The Pickering Fellowship, named in honor of Thomas R. Pickering, former U.S. Ambassador to Nigeria, El Salvador, Israel, India and the Russian Federation, provides “academic and professional preparation for outstanding candidates to enter the U.S. Department of State Foreign Service, representing America’s interests abroad.” Winners receive up to $40,000 annually for two years meant to defray costs of attending undergraduate and graduate school. Recipients also commit to a minimum of five years of service as a Foreign Service Officer in the United States Department of State.

Through the Fellowship and her eventual service as a Foreign Service Officer, Abdelhamid hopes to continue the work as a human rights advocate that she started in her teenage years. When Abdelhamid was 17, she founded the Women’s Initiative for Self Empowerment (WISE), which teaches young women self-defense, leadership and entrepreneurship skills. She worked on human rights causes through Amnesty International at home in Flushing, New York before coming to the College and founding the College’s own chapter of Amnesty International.

Abdelhamid plans to apply to programs at the Harvard Kennedy School and Columbia University’s School of International and Public Affairs, and is also interested in going to law school. “Either way,” she wrote in an email, “I want to continue my women’s rights advocacy work.”

On April 29, it was also announced that Abdelhamid was selected for a 2014 Harry S. Truman Scholarship, which provides $30,000 for specialized study.

Salibur, who is an International and Global Studies major with dual focuses on Latin America and Economics, wrote in an email that she has been fascinated with foreign countries from a young age and attributed that interest to her parents, who are from Haiti and Guadeloupe and raised her in a trilingual household speaking French, Haitian Creole and English.

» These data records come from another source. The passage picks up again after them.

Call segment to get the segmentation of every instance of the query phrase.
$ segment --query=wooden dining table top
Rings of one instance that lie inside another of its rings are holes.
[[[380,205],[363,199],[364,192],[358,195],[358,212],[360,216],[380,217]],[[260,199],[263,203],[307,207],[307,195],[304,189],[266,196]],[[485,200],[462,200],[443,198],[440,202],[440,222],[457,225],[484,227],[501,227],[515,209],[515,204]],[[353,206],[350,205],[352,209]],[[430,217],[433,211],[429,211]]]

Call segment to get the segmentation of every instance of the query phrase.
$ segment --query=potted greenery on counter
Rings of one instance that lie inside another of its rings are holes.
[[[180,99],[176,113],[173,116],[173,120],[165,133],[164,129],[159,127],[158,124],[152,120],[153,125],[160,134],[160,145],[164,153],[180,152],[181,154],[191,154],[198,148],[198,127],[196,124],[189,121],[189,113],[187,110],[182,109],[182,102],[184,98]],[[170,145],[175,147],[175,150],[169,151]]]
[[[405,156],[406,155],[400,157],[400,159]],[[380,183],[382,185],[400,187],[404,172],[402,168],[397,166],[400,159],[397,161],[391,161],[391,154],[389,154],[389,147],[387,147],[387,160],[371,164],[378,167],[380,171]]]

“I applied for the fellowship because of my interest in working abroad to learn from and strengthen relations with other communities abroad and because of the strong relation between working in the foreign service,” Salibur wrote. “I am really excited for many parts of this opportunity: to go to graduate school and further my education and understanding of international affairs and economics; … for my postings abroad [and] the opportunity to be a foreign service officer and the amazing opportunity to work, connect and learn about other communities abroad.”

Both winners are also Posse Foundation scholars. The Posse Foundation awards scholarships to partner institutions such as Middlebury to high-achieving students “who may be overlooked by traditional college selection processes.” The College has hosted Posse classes (groups of students from New York, Chicago and Los Angeles) each year since 1999.